Plus, why should investors interested in profiting from a fast-growing search engine like Ask.com be saddled with an online real estate firm like LendingTree? Or so goes the thinking.
Soon — probably by mid 2008 — investors can pick and choose their Diller-related investments and each of the five entities can use their own shares as currency for making acquisitions.
“The new structure should increase the simplicity of the investment decision and transparency of trends,” Noto said.
Rohan added that separate stocks could have the added benefit of more closely aligning employee performance with the success of the shares of the corresponding companies they’ll now work for.
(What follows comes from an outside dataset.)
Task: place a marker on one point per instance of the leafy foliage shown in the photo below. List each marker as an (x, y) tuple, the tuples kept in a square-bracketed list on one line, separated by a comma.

Except, perhaps, if they work for LendingTree, a business severely hampered by the tumbling real estate market. Rohan, in fact, assigns a zero per-share valuation to the LendingTree business.
He thus gets to his $32 valuation by assigning the following per-share valuations to each of the businesses: $10 for Ticketmaster, $7 for HSN, $5 for Interval and $8 for IAC. Plus, as noted, an additional 15% for the removal of the conglomerate discount.
He warns, however: “We have seen some conglomerate unwindings not unlock value. For example, CBS and Viacom.”